4.18. One of the expected consequences of the introduction a threshold is that it tends to alter the behavioural pattern of criminals who want to launder their illegally derived proceeds. Such criminals will usually attempt to structure the transactions by means of which their criminal proceeds are placed in the financial system in order to avoid the threshold. In doing so they may perform transactions that do not make any economic sense at all and will therefore immediately appear suspicious. The persons upon whom the obligation to report rests, should be made aware of the possibility of structured transactions and should be obliged to report any suspicion of such transactions. Other suspicious transactions which may not fall within the category for which reporting is mandatory, are transactions that appear unnecessarily complex, unusual transactions or periodic transactions that form a peculiar pattern. In connection with such transactions suspicion-based reporting will have to compliment the mandatory reporting of certain types of transactions above a certain threshold. With regard to a reporting requirement in general, the responsibility of financial intermediaries will be to set up internal policies and procedures to enable them to comply with the legal requirements.

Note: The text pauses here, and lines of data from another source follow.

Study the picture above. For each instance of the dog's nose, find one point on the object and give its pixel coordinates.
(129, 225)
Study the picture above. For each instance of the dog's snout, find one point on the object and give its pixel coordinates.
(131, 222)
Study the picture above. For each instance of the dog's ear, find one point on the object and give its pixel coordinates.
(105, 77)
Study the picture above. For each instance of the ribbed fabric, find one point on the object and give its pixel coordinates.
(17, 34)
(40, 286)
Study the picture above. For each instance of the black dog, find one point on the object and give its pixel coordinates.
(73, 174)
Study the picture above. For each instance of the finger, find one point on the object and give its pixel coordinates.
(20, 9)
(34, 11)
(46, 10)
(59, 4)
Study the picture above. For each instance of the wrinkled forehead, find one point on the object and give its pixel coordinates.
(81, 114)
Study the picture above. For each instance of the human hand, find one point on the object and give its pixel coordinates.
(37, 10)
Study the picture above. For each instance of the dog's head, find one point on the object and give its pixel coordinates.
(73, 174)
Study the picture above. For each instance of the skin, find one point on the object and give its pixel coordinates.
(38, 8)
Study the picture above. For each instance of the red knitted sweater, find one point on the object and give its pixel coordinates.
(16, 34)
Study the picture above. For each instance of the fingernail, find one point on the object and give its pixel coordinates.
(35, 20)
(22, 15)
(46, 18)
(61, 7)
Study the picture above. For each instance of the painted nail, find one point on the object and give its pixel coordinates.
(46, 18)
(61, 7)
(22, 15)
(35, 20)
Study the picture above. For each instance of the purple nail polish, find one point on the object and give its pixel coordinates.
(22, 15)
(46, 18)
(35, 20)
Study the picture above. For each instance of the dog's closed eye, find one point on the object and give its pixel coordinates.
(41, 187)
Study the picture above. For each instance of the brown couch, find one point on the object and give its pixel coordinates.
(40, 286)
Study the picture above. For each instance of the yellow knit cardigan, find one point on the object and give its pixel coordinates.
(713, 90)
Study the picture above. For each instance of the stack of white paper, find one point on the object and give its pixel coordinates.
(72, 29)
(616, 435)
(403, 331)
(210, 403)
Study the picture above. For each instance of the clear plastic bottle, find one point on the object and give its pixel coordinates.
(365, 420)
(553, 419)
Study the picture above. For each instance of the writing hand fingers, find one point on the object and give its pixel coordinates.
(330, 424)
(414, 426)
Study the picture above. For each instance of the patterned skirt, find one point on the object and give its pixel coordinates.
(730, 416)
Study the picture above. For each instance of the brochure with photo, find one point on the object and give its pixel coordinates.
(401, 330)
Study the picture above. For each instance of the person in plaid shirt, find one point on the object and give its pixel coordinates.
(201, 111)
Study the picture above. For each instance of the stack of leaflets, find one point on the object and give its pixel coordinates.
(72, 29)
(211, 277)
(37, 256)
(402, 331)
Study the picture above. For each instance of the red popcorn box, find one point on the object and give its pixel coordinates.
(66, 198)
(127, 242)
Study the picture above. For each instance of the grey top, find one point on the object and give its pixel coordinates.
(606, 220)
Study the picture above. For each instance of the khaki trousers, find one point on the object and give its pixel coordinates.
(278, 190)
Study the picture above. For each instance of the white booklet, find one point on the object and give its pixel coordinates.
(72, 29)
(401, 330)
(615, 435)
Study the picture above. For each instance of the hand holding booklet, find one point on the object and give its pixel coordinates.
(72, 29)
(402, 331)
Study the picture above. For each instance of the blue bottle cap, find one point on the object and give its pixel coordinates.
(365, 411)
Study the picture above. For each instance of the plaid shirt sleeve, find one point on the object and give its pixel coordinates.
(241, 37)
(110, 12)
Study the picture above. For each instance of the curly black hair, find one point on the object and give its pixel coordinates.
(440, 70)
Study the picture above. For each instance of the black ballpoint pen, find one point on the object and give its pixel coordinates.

4.19. The types of transactions that should be reported are all transactions where amounts of cash exceeding the proposed threshold are transferred, all transactions where funds of any amount are electronically transferred across our borders, all transactions involving the import or export of amounts of cash exceeding the proposed threshold, all currency exchanges exceeding the proposed threshold and any transaction that appear suspicious regardless of the type of transaction.

4.20. The information that should be reported should be sufficient to enable investigating authorities to identify the person(s) involved in the transaction, the beneficiaries of the transaction and the nature of the transaction. Details of account numbers, the true holders of accounts (not their agents or nominees), the payee or beneficiary, the form of payments or transfers as well as the origin and destination of funds should be reported.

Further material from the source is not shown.